Hubby noticed it first (how embarrassing!), I remember it like it was yesterday, let me take you there…
It’s July, we are in Missouri for his best friend’s wedding. We’re newly in love, we’d gone out dancing and drinking the night before, we closed the bar and the party wasn’t over when we made it back home, it was (and still is!) one of the most fun nights I’ve ever had. Now, a little hunger over, we’re getting ready for the Catholic ceremony.
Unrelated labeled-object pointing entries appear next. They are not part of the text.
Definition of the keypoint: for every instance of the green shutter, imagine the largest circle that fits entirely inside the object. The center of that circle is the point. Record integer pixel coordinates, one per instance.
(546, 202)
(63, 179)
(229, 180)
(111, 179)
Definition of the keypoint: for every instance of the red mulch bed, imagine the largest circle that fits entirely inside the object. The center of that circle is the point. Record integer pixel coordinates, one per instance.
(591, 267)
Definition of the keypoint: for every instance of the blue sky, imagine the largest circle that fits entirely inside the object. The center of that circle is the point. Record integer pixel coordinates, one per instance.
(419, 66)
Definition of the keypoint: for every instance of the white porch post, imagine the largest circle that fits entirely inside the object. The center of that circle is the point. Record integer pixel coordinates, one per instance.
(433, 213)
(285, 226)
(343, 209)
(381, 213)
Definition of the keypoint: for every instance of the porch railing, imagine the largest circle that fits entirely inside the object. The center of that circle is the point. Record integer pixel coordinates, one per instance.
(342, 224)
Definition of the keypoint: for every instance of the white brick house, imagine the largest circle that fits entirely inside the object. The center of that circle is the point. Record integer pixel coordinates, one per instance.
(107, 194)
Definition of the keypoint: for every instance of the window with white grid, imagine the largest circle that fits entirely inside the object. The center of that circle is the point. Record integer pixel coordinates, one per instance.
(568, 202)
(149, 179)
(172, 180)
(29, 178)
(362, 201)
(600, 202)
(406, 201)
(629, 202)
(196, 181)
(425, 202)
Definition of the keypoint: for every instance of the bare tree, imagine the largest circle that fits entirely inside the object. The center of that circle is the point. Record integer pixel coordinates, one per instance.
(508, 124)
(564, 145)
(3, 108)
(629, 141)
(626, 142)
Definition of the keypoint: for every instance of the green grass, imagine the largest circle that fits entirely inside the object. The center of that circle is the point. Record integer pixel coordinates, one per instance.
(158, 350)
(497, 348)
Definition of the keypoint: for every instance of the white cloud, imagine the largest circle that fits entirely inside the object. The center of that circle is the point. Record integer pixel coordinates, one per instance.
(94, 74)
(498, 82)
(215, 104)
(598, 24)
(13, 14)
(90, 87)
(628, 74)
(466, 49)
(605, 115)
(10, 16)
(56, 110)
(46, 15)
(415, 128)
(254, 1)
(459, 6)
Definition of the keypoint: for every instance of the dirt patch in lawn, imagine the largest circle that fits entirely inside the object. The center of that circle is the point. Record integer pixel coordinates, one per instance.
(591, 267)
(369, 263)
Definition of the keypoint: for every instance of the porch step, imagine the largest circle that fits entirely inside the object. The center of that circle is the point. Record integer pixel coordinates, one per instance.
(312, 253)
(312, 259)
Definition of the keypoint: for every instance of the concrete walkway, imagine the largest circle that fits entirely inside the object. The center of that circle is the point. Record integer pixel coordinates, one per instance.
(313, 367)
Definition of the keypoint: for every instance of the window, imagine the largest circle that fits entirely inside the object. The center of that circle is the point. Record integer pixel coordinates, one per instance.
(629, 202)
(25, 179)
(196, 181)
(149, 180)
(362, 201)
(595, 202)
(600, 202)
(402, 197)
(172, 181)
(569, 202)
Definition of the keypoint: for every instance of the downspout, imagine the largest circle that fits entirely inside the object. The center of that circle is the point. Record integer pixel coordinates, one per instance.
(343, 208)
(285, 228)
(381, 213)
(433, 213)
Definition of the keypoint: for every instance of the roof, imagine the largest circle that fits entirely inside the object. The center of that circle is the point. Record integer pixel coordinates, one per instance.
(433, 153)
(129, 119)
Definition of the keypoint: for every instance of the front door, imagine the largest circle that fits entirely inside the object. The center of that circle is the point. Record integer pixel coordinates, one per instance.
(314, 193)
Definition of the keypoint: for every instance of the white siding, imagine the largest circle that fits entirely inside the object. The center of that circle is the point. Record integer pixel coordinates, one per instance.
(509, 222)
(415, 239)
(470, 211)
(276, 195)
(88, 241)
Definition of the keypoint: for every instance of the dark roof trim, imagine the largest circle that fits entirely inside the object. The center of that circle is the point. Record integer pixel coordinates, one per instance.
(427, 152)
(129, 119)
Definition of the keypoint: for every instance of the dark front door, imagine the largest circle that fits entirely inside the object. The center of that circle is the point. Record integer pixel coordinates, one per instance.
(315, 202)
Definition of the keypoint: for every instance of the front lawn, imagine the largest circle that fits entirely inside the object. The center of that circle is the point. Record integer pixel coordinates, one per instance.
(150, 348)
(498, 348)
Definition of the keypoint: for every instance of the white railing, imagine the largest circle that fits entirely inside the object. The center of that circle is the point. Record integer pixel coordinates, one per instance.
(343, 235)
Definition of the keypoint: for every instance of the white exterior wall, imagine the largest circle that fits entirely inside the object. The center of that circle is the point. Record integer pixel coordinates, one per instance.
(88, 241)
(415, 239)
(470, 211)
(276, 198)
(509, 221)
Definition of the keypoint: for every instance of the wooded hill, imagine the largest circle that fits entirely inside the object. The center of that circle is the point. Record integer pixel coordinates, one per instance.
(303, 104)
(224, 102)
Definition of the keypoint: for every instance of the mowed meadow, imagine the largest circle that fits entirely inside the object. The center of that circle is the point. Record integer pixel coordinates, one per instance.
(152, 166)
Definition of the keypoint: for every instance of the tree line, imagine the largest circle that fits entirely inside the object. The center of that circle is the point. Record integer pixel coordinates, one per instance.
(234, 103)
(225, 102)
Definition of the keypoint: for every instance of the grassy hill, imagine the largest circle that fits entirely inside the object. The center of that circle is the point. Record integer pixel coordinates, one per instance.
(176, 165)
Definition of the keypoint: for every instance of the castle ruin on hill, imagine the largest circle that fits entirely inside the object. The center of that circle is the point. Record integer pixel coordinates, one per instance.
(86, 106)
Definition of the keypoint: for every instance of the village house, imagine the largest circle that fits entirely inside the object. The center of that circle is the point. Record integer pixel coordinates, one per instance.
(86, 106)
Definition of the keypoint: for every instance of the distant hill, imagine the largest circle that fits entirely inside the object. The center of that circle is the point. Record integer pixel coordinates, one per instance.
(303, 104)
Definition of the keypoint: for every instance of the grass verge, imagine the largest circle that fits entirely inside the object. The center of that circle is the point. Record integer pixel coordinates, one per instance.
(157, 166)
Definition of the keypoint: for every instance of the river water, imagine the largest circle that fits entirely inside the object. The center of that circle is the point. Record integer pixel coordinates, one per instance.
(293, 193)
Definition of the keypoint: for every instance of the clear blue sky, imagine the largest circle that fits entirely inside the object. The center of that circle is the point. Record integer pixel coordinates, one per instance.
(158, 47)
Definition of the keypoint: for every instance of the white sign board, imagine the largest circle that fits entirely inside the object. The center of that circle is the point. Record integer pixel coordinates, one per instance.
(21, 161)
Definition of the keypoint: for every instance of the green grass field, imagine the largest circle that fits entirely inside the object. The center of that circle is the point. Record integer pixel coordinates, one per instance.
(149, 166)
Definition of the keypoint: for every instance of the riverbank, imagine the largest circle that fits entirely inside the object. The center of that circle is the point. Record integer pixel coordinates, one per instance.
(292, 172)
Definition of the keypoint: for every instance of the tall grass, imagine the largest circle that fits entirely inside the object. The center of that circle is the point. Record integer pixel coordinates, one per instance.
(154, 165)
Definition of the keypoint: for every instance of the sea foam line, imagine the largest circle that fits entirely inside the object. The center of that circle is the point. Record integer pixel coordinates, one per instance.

I’m wearing my favorite turquoise dress, I love the way it fits and I’m feeling like hot stuff, I can’t help but wonder if we’ll be the next couple from the group exchanging rings (and we were!). Hubby gazed at me, I imagined he was thinking of our wedding, too, but instead of proclaiming his undying love, he asked me for scissors. I told him, no, I didn’t pack any, what did he need them for? And this is what he said…
“Well, it’s just that you have a big chin hair… right there… I was going to trim it.”
Oh, the horror! I couldn’t believe it, but he was right; I did indeed have a dark, hideous hair sprouting from my face. The chin hair was promptly plucked with tweezers, and I have since kept a close watch for its return (I’ve been plucking it once a week or so).
I don’t understand why I’m BALDING (true story) but will soon have to buy a Mach 3 to keep my 5 o’clock shadow at bay…
So unfair.
I hear ya, honey! I actually have had to have my sister promise that she will, in the event I am ever in a coma, make sure she plucks my chin!!! Did I ever tell you that story? read my post here: http://fromchaoscomeshappiness.blogspot.com/2010/04/ummmm-i-need-favor.html
ReplyDeleteI'm telling you ... I've been there!!!!
I'm so glad you said that (love your post, by the way!), I should have my sister agree to that, too! It never even crossed my mind, but boy, imagine what that thing would do if left unplucked for months..! Yikes!